Legends Series - Lynn Whitney: ‘Make It Small, See the Silver’

BOWLING GREEN, O.—Photographer Lynn Whitney has spent most of her life paying attention and documenting what she sees on film. Whitney, head of the photography division in the School of Art, will reflect on her body of work and her philosophy in a talk called “Make It Small, See the Silver.”

Part of the BGSU Legends series celebrating some of the University’s most accomplished arts faculty, her talk will begin at 5 p.m. Monday (Oct. 13) in the Thomas B. and Kathleen M. Donnell Theatre at the Wolfe Center for the Arts.
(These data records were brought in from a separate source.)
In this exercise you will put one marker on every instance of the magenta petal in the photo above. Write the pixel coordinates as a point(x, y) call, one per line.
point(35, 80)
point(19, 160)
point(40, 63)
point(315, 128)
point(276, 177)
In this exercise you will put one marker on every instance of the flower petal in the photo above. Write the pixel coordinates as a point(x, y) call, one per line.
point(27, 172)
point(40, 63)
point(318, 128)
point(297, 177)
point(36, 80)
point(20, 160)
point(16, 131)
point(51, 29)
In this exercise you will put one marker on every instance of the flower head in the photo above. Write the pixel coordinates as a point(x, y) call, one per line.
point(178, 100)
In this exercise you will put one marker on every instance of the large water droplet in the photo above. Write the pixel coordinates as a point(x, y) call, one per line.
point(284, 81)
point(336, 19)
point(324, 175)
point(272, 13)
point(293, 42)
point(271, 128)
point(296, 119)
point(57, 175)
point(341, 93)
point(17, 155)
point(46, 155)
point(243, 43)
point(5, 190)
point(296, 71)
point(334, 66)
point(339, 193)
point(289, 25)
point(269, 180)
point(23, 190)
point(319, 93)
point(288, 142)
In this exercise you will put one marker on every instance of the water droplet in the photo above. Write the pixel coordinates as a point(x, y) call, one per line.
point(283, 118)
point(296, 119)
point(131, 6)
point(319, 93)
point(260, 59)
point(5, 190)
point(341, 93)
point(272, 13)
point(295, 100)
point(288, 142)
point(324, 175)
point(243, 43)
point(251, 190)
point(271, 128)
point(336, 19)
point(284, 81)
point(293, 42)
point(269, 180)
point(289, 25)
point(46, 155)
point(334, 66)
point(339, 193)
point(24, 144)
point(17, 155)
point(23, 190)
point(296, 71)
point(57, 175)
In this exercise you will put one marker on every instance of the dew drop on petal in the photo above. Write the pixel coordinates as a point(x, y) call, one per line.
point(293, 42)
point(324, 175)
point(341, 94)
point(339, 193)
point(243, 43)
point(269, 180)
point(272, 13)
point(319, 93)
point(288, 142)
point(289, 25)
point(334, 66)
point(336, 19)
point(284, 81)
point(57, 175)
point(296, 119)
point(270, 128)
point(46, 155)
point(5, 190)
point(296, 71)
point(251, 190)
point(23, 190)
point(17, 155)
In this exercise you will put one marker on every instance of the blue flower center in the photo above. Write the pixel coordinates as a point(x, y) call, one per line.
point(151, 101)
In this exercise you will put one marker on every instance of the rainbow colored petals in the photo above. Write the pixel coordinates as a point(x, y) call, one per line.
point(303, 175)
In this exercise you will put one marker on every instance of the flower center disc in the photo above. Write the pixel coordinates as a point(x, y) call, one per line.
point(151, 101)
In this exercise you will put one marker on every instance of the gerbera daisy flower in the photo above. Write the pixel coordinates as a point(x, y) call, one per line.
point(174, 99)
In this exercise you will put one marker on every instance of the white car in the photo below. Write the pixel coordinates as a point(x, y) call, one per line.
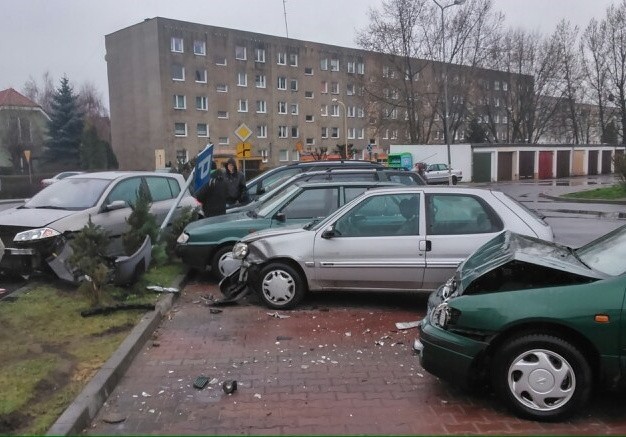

It is free.

Using a large-format camera and working in black and white, Whitney has used the elements of photography — as she says, “frame, light, moment, time and point of view” — to capture intimate family scenes from her children’s younger years and document the construction of a large bridge-construction project over the Maumee River, for the Toledo Museum of Art. She received a prestigious commission in 2009 from the philanthropic George Gund Foundation in Cleveland to photograph the lakefront in Cuyahoga County for its annual report. Water has often been part of her photos, from the Maumee River behind her Waterville house to the lakes of the Midwest.

More recently, Whitney was selected to be part of “Off the Radar” on Time magazine’s online Light Box photography site. Guest curator Mark Steinmetz, now a prominent photographer whom she has known since their student days at Yale University, chose four of Whitney’s photos from several bodies of work done in Massachusetts in the late 1970s and early 1980s to be part of an exhibit of women photographers whose work has perhaps not received the attention it deserved. The photos include portraits of young nuns, a woman soldier in a wintry woods, and a snowy yard where a white dog sits, camouflaged by the snow.

“I am interested in what anchors us here — the land, ritual and communities. I don’t have a road map for my life and I think I make pictures really to find my way,” Whitney said.

A native New Englander, Whitney has taught at BGSU since 1987. In her Legends talk, she will share some of that journey with her audience.